Last, probably least, though it shouldn’t be, there’s me. I’m failing at daily anything – writing, exercises to staunch the dreaded A-word (arthritis), sleep in a bed not the sofa. I’m behind on the book, getting punched at work more than I’d like, as dust-bunnies gather behind my clutter-piles. Yet. -Yet again. I love that word, and how it interrupts. This year I found my way to this blog, we finished the Belknap 12 and the 52 With a View hiking lists, and deepened family connections made oddly stronger as virtual ones. I’m 5 pounds COVID-heavier and yet my heart is as light, and joyful, as shimmers on the ocean.

Today, on New Year’s Eve, Will and Jeff have traveled nearly 1,000 miles since the pandemic hit – 952.7 to be exact as of this morning. But we’ve gone so much further. We saw a false summit, where the fog of a pandemic obscured the known, and instead found an inner trail called Belief – as in, believing the raw matter inside each of us can guide us, if we but listen and get out of our own way.
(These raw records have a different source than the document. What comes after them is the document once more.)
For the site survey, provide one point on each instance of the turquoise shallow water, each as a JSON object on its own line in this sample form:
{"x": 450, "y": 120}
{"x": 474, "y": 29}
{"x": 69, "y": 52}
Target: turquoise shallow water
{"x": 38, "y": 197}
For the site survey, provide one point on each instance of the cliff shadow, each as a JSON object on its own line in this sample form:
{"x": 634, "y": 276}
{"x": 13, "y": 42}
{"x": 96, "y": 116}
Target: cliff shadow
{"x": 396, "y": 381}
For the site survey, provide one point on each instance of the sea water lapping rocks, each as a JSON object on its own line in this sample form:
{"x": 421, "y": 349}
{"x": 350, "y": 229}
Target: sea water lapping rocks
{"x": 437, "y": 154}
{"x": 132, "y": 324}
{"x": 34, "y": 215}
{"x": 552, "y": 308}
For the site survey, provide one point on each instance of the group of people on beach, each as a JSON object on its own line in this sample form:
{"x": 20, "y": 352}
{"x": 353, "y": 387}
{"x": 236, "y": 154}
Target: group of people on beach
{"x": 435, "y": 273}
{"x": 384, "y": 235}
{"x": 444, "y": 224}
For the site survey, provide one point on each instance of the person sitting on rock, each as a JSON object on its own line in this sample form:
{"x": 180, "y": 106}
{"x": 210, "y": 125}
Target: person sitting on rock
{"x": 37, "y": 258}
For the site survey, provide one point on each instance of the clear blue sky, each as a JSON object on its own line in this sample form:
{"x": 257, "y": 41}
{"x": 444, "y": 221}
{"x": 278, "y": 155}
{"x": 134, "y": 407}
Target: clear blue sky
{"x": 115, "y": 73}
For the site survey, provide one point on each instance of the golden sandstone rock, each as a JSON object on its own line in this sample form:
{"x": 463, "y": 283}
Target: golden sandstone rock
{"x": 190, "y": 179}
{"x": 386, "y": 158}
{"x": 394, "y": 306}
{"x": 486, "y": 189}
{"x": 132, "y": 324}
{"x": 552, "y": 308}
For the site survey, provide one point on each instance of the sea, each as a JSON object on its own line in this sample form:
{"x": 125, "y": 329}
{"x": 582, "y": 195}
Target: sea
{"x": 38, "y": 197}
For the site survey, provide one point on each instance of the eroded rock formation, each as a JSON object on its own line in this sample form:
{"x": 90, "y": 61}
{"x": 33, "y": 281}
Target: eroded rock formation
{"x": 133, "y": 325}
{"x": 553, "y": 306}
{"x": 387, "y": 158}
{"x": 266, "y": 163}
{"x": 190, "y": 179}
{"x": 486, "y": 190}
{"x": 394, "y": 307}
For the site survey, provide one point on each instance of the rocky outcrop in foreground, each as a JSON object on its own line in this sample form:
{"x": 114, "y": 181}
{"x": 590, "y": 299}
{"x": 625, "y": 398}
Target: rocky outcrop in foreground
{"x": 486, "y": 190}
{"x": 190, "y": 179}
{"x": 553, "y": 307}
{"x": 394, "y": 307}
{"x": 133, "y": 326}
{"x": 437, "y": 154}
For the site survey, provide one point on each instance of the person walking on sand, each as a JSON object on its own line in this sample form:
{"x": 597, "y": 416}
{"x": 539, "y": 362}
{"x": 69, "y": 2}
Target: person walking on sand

The anal retentive goal-setter in me is bummed that holiday weather and busy-ness in December precluded our ability to hit the magic 1000-mile mark during 2020. There’s still today, my inner voice says. Still 18 hours remaining for unsung songs, a dab of color toward a dream canvas we’ve longed to create. The self-pressure is daunting. Working and day program Zooms and essential, overdue Mom exercise and healthcare have to be done. So does a great New Year’s Eve commemoration, if only to show the boys what New Year Eve means. So many more mountains, so little time.

Jeff’s giving me the answer to that, already. While Will and his Dad sleep, Jeff’s chanting “go later,” or some variant, as he circumnavigates the kitchen, then the twinkling lights of the Christmas tree we’ve so loved this year, more than ever. He’s finding his own morning path. And so am I.